Im Oktober 1949 zog Döblin zusammen mit der Redaktion des ‚Goldenen Tors’ nach Mainz. Dort befand sich auch der Sitz der Mainzer Akademie der Wissenschaften und der Literatur, an deren Gründung sich Döblin maßgeblich beteiligt hatte und infolgedessen zu deren Vizepräsidenten sowie zum Vorsitzenden der Literaturklasse gewählt worden war. Mit Blick auf den geringen Absatz unterbreitete der neue Verleger Bruno Grimm Döblin im Juni 1950 Vorschläge von redaktionellen Änderungen, so dass die Zeitschrift mithilfe des Heranziehens weiterer namhafter Mitherausgeber die französische Färbung abschwächen könnte. In Anbetracht dieser Lage zog Döblin ab dem fünften Jahrgang verstärkt die Akademiemitglieder zur Mitarbeit an dem ‚Goldenen Tor’ heran. Am 1. März 1951 wurde dann aus der Literaturklasse ein vorläufiges Redaktionskomitee gewählt (Hans Henny Jahnn, Ernst Kreuder und Hans Erich Nossack), und beschlossen, dass die Zeitschrift ab Juni desgleichen Jahres von der Akademie mit einer monatlichen Zuwendung von 500 DM unterstützt werden sollte. Aufgrund der endgültigen Streichung der französischen Subventionen, welche auf die Änderung des Besatzungsstatus im März 1951 zurückgeht, musste Döblin jedoch das Erscheinen der Zeitschrift – nach insgesamt 37 Heften – einstellen. Der Herausgeber suchte trotzdem anhand von dem Betrag von 15 000 DM, den die französischen Behörden einmalig zur Verfügung stellte, zusammen mit jenem monatlichen Zuschuss von 500 DM eine neue literarische Zeitschrift der Literaturklasse der Akademie zu gründen. Der Plan dieses neuen Publikationsorgans, als dessen Titel Döblin ‚Don Quichotte’ oder ‚Mainzer Beiträge’ vorschwebten, scheiterte in erster Linie an den unterschiedlichen Vorstellungen von Döblin und etwa dem geplanten Redakteur des ersten Heftes, Ernst Kreuder, hinsichtlich der redaktionellen Ausrichtung der Zeitschrift.

Wirkung[Bearbeiten | Quelltext bearbeiten]

Egon Vietta, der für ‚Das Goldene Tor’ als Übersetzer und Referent über italienische Literatur arbeitete und insbesondere beim Italien-Heft (3. Jg.
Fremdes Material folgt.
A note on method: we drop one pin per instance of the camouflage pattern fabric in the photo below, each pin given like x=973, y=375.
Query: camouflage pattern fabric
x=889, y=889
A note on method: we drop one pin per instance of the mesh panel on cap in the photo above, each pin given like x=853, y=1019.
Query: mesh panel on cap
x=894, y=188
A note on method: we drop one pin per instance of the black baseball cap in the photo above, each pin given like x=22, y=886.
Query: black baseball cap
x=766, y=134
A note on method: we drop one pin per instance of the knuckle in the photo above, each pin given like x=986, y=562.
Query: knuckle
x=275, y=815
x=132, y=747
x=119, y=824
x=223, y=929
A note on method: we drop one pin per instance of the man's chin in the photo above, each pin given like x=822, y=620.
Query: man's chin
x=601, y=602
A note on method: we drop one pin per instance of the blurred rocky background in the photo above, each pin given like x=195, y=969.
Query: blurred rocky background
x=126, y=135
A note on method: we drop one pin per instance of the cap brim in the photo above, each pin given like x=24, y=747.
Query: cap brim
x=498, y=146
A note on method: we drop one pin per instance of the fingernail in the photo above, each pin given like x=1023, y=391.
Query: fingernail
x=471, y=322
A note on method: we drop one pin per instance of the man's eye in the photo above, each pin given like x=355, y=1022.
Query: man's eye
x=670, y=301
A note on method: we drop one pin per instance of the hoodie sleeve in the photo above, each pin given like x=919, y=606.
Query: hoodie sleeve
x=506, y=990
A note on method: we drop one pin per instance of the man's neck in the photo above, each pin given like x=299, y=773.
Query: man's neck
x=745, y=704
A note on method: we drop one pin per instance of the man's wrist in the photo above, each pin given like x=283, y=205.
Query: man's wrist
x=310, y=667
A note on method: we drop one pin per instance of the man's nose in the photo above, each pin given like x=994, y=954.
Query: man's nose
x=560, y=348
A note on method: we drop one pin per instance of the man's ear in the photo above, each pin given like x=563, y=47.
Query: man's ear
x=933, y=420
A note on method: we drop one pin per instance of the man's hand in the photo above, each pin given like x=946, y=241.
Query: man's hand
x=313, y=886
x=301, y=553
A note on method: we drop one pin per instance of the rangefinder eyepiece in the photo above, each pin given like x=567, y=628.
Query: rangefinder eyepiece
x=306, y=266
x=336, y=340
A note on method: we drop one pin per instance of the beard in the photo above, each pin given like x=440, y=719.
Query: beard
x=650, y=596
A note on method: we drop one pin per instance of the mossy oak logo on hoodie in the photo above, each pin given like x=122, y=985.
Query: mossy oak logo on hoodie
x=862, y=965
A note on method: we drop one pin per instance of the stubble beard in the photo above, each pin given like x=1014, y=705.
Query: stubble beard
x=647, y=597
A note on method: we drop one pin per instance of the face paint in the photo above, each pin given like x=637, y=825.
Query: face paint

H. 3) entscheidend mitwirkte, äußerte zwei Jahre nach dem Abschluss der Zeitschrift seine Dankbarkeit:

»Heute hat sich manches eingespielt. Und unsere Zeit pflegt allzuschnell über das wahrhaft Geleistete hinwegzuleben. Aber Ihre Nachkriegsarbeit ist ein Dokument und hat mehr Fäden geknüpft als die kommerziellen und interessierten Bindungen nach der Währungsreform. Es war ein großer und entschlossener Schritt. Wenn manche Ihrer ungünstigen Prognosen über die deutsche Nachkriegsliteratur überholt sind, so nicht ohne Ihr Verdienst«[2].

Noch in den 1980er Jahren würdigte Helmut Heißenbüttel ‚Das Goldene Tor’ als »Muster einer möglichen literarischen und politischen Zeitschrift« und hob das dezidierte bzw. strenge Konzept Döblins hervor[3].

Literatur[Bearbeiten | Quelltext bearbeiten]

  • Bernhardt, Oliver: Alfred Döblin, München: Deutscher Taschenbuch Verlag 2007 (= dtv portrait), S. 141–156.
  • Birkert, Alexandra: „Das Goldene Tor. Alfred Döblins Nachkriegszeitschrift (Rahmenbedingungen, Zielsetzung, Entwicklung)“, Archiv für Geschichte des Buchwesens, Bd. 33, 1989, S. 201–317.
  • Schoeller, Wilfried F.: Alfred Döblin. Eine Biographie, München: Hanser 2011, S. 629–830.

Anmerkungen[Bearbeiten | Quelltext bearbeiten]

  1. Döblin, Alfred: „Geleitwort“ [Zur Zeitschrift «Das Goldene Tor»]. In: ders.: Kleine Schriften, Bd. IV, hg. von Anthony W. Riley und Christina Althen, Düsseldorf: Patmos/Walter 2005 (= Ausgewählte Werke in Einzelbänden), S. 222–228, hier S. 226.
  2. Zitiert nach: Schoeller, Wilfried F.: Alfred Döblin. Eine Biographie, München: Hanser 2011, S. 762.
  3. Vgl. Birkert, Alexandra: „Das Goldene Tor. Alfred Döblins Nachkriegszeitschrift (Rahmenbedingungen, Zielsetzung, Entwicklung)“, Archiv für Geschichte des Buchwesens, Band 33, 1989, S. 201–317, hier S. 292.